Potentially more concerning is the ability of the technology to produce highly convincing deepfakes, raising serious ethical and privacy issues, underscoring the need for close scrutiny and regulation, Marr said.

Dan Faggella, a founder and lead researcher of Emerj Artificial Intelligence, did a presentation about deep fakes at United Nations five years ago.

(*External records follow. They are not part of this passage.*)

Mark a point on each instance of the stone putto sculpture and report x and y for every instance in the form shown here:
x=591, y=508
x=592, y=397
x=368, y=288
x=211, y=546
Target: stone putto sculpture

At the time, he emphasized that regardless of warnings about deep fakes, “people will want to believe what they want to believe.”

There is, however, a bigger consideration: soon, people will be able to live in genAI worlds where they strap on a headset and tell an AI model to create a unique world to satisfy emotional needs, be it relaxation, humor, action – all programmatically built specifically for that user.

“And what the machine is going to be able to do is conjure visual and audio and eventually haptic experiences for me that are trained on the [previous experiences] wearing the headset,” Faggella said. “We need to think about this from a policy standpoint; how much of that escapism do we permit?”

Text-to-video models can also build applications that conjure AI experiences to help people be productive, educate them, and keep them focused on their most important work. “Maybe train them to be a great salesperson, maybe help them write great code, and do a lot more coding than they can do right now,” he said.

Both OpenAI’s Sora and Google’s Gemini 1.5 multimodal AI model are for now internal research projects only being offered to a specific body of third-party academics and others testing the technology.

Unlike OpenAI’s popular ChatGPT, Google said, users can feed into its query engine a much larger amount of information to get more accurate responses.

Even though Sora and Gemini 1.5 are currently internal research projects, they showcase real examples and detailed info, including videos, photos, gifs, and related research papers.

Along with Google’s Gemini multimodal AI engine, Sora was predated by several text-to-video models, including Meta’s Emu, Runway’s Gen-2, and Stability AI’s Stable Video Diffusion.

The denoising process used by Stable Diffusion. The model generates images by iteratively clearing random noise until a configured number of steps have been reached; it’s guided by a CLIP text encoder pretrained on concepts along with the attention mechanism, creating an image depicting a representation of the trained concept.

Google has two concurrent research projects advancing what a spokesperson called “state-of-the-art in video generation models.” Those projects are Lumiere and VideoPoet.

Released earlier this month, Lumiere is Google’s more advanced video generation technology; it offers 80 frames per second compared to 25 frames per second from competitors such as Stable Video Diffusion.

“Gemini, designed to process information and automate tasks, offers a seamless integration of modalities from the outset, potentially making it more intuitive for users who seek a straightforward, task-oriented experience,” Marr said. “On the other hand, GPT-4’s layering approach allows for a more granular enhancement of capabilities over time, providing flexibility and depth in conversational abilities and content generation.”

In a head-to-head comparison, Sora appears more powerful than Google’s video generation models. While Google’s Lumiere can produce a video with 512×512-pixel resolution, Sora claims to reach resolutions of up to 1920×1080 pixels or HD quality.

Lumiere’s videos are limited to about 5 seconds in length; Sora’s videos can run up to one minute.

Additionally, Lumiere cannot make videos composed of multiple shots, while Sora can. Sora, like other models, is also reportedly capable of video-editing tasks such as creating videos from images or other videos, combining elements from different videos, and extending videos in time.

“In the competition between OpenAI’s Sora and startups like Runway AI, maturity may offer advantages in terms of reliability and scalability,” Marr said. “While startups often bring innovative approaches and agility, OpenAI, with large funding from companies like Microsoft, will be able to catch up and potentially overtake quickly.”